The ballots from two of the state's three largest unions were in favour of accepting the PPF.
Earlier this week, SIPTU voted by 69% to 31% in favour, and IMPACT members voted by 81% to 19% in favour. Yesterday, MANDATE members rejected the agreement. This followed a 94% vote against the PPF by the ATGWU on Monday.
Even though the results of ballots in teaching unions and the Civil and Public Service Union (CPSU) have yet to come, as An Phoblacht goes to print it seems that the acceptance camp has enough of the 370 delegates to win an overall majority.
70% of Irish Nurses Organisations (INO) members also voted in favour. The Technical Engineering and Electrical Union's (TEEU) 28,000 members voted against. Other unions in support of the agreement were the Public Service Executive Union and the Irish Bank Officials Association.
However, there is a clear division between low paid workers and other grades in the trade union movement. Low paid workers, the most disadvantaged group within the workforce, are being forced into accepting a wage agreement that will benefit higher paid workers proportionately more. Motions to withdraw from the ICTU have been tabled for the CPSU's May conference.

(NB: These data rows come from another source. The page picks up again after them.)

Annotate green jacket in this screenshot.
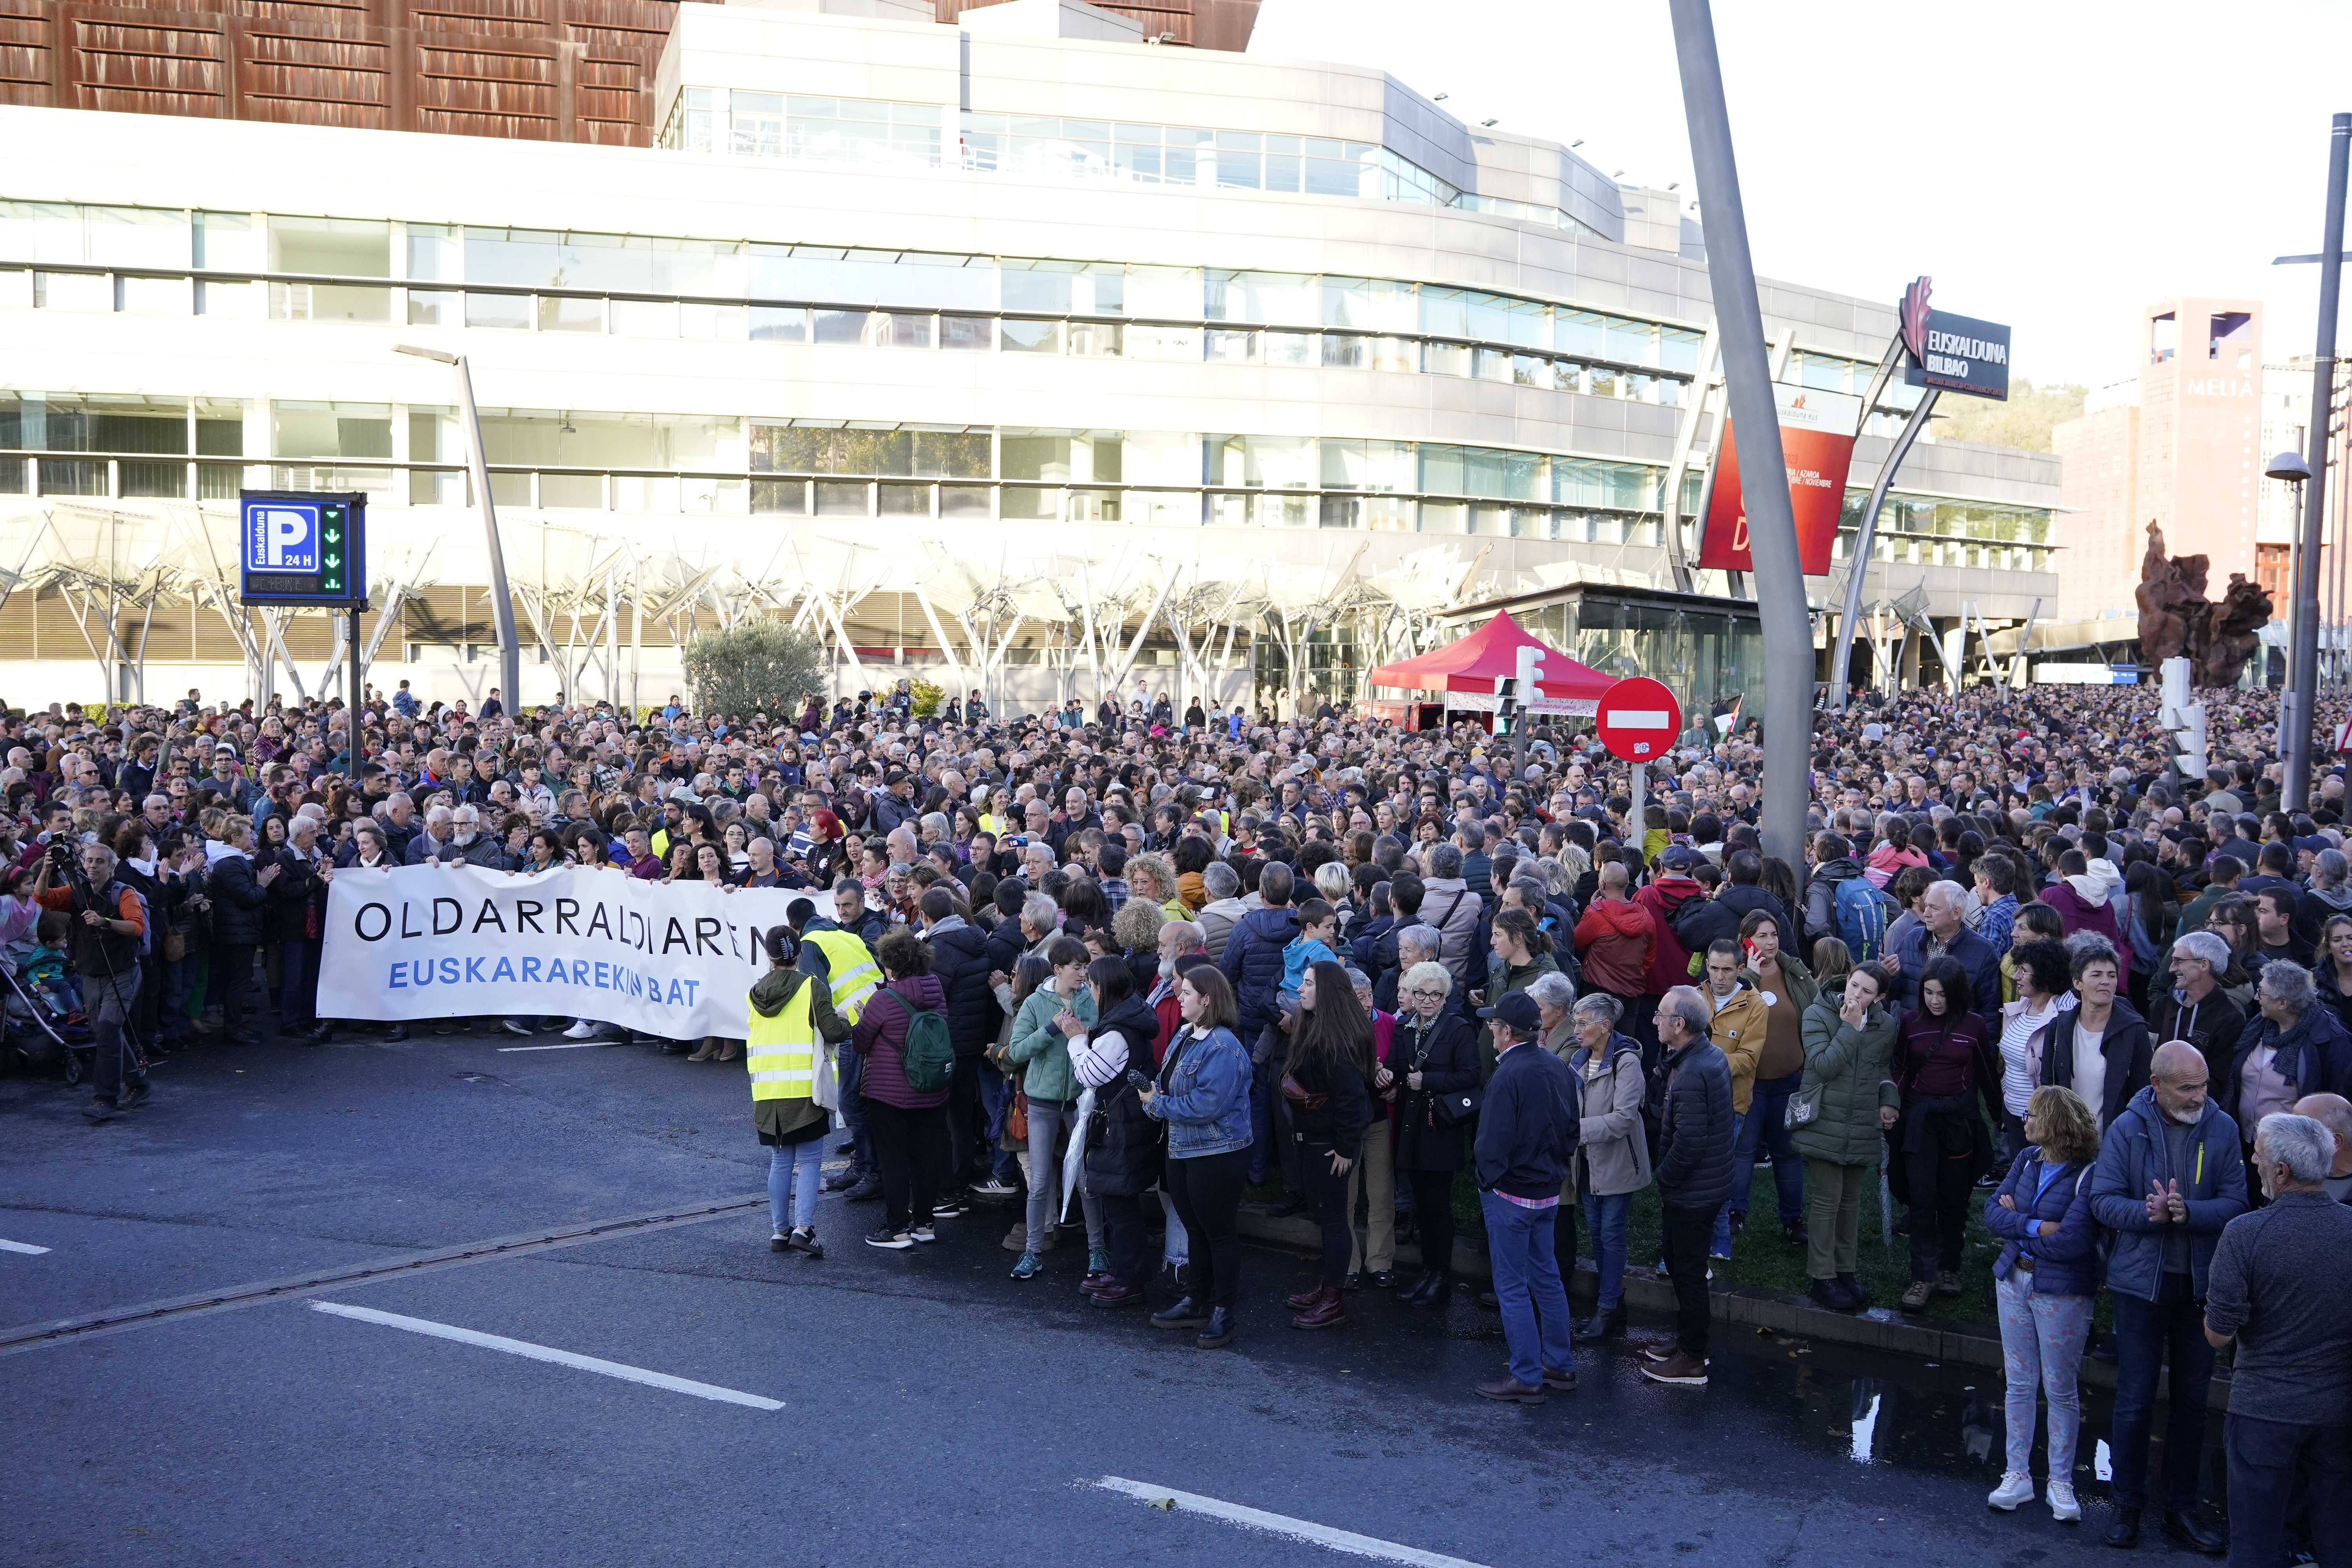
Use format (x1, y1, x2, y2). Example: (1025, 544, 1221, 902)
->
(1791, 978, 1899, 1167)
(1005, 981, 1096, 1104)
(1740, 948, 1818, 1016)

SIPTU leaders were still talking up the agreement this week, despite more data showing inflation rates rising in the 26 Counties. SIPTU President Des Geraghty called on the Dublin government to take action to tackle land speculation and inflation. But if the trade union leadership were really that interested in these issues, why did they not make them part of the PPF? SIPTU are only highlighting their own negotiating failures. Maybe the ATGWU's regional secretary, Michael O'Reilly, was right. Maybe the employer-union negotiations at Government Buildings really were a ``teddy bear's picnic''.
Dublin Bus talks end
National Bus and Rail Workers Union (NBRU) members at Dublin Bus are to return to industrial action tomorrow with a two-day strike. Dublin Bus have been unwilling to act on the NBRU's 20% wage claim, saying that they don't have the money.

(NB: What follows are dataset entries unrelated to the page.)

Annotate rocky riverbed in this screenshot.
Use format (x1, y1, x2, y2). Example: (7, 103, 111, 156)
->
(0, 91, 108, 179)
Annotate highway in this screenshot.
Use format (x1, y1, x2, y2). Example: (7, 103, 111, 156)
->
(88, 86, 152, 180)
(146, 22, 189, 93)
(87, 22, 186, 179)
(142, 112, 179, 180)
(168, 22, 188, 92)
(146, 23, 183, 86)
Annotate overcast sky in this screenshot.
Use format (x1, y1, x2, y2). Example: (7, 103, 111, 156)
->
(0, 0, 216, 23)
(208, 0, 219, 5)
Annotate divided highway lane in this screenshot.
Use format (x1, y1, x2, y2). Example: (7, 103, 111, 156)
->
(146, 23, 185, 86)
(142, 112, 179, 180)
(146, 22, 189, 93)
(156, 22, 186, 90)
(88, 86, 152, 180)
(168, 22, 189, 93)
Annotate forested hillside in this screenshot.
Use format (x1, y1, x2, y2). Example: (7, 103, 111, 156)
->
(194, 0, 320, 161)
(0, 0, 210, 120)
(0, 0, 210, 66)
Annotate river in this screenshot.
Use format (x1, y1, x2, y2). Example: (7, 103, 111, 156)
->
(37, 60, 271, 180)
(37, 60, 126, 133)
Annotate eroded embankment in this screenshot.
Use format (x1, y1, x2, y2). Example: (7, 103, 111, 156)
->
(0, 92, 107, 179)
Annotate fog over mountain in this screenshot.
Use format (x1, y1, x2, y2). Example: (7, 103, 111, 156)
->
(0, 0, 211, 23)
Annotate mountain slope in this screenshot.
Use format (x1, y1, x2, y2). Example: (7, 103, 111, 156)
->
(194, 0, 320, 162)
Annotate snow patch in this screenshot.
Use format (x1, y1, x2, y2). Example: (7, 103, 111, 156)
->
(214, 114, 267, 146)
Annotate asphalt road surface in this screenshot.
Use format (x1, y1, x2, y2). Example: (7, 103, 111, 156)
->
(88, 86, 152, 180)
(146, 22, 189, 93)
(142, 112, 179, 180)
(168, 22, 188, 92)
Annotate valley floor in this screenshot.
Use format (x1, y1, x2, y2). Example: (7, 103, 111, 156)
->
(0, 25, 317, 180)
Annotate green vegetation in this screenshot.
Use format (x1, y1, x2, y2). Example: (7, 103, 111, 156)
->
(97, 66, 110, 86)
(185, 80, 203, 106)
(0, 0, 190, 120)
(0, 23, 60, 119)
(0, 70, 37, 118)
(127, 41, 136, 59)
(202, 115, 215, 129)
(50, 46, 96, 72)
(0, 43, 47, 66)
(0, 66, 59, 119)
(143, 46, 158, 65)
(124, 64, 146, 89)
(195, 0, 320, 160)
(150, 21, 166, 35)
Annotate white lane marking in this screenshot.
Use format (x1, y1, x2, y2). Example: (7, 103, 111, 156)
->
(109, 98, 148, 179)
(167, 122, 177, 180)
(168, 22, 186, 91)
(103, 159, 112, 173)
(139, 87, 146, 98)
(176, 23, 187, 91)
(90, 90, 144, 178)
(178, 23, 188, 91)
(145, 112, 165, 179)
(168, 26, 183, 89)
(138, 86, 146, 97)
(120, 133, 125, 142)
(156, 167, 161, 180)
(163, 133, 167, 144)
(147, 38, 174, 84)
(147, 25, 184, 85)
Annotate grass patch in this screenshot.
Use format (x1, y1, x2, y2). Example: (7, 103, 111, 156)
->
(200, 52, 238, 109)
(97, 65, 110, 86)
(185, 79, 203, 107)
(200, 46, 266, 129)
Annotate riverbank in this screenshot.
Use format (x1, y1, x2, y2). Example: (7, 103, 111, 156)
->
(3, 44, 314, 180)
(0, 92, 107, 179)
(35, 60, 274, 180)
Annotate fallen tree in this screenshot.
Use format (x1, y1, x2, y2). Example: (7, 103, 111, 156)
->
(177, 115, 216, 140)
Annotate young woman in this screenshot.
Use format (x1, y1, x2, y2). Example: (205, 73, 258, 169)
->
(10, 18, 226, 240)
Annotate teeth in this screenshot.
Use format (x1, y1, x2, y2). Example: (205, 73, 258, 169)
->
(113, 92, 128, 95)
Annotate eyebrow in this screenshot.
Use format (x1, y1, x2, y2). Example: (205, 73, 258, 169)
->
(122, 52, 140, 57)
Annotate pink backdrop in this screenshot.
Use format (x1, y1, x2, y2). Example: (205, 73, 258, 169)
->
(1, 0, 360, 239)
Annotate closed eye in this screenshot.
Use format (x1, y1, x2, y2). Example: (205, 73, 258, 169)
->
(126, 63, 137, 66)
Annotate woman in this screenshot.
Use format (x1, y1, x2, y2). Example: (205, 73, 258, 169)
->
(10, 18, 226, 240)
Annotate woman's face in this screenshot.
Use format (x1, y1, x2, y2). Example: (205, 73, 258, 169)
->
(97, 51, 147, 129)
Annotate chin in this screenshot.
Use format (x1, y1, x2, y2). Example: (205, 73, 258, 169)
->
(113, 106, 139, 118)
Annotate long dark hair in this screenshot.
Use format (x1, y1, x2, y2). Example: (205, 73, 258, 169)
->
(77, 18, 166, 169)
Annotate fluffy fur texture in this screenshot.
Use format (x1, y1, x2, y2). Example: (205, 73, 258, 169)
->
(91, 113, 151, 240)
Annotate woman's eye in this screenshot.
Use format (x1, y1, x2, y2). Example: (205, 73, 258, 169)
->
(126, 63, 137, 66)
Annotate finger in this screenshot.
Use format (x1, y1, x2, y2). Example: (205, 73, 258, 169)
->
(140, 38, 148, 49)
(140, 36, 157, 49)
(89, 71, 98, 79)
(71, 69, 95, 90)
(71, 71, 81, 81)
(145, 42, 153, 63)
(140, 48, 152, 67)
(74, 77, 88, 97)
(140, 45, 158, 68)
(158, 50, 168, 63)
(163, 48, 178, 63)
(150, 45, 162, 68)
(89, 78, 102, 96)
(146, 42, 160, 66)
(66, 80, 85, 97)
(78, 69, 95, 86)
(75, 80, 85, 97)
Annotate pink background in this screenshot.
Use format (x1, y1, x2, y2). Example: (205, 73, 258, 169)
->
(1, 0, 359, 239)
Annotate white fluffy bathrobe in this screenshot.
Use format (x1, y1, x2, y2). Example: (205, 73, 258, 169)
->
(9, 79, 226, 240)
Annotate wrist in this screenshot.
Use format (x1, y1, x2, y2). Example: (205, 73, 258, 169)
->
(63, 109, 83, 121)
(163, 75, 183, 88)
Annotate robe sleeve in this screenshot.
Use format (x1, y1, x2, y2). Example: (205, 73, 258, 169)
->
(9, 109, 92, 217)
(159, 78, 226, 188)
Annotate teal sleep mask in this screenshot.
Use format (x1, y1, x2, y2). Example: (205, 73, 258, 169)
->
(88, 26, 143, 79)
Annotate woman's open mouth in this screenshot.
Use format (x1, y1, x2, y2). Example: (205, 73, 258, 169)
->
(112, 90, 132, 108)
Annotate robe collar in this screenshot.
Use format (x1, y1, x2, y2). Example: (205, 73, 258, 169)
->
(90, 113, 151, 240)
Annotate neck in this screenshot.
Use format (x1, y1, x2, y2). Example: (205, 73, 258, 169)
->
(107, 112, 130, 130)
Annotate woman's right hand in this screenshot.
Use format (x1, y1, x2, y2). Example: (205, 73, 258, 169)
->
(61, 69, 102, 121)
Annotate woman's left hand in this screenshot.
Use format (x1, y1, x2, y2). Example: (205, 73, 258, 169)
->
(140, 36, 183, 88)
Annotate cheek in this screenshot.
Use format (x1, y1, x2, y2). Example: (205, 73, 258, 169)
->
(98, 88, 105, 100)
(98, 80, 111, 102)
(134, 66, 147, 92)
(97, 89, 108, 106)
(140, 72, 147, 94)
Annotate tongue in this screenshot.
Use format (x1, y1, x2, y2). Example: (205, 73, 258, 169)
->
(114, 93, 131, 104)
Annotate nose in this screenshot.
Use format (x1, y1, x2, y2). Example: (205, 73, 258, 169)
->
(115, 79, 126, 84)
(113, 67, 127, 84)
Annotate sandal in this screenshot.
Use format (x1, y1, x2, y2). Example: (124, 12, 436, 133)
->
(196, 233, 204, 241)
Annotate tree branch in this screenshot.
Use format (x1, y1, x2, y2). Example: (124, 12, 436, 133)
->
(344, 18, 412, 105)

The NBRU have consistently made the point that Dublin Bus receives the lowest state subsidy of any other European city. They believe that they are subsidising a low state grant through their low wages.
``Somebody else must pay that money,'' said NBRU general secretary Peter Bunting, meaning that once again in this seven-month dispute the ball is back in the court of Public Enterprise minister Mary O'Rourke.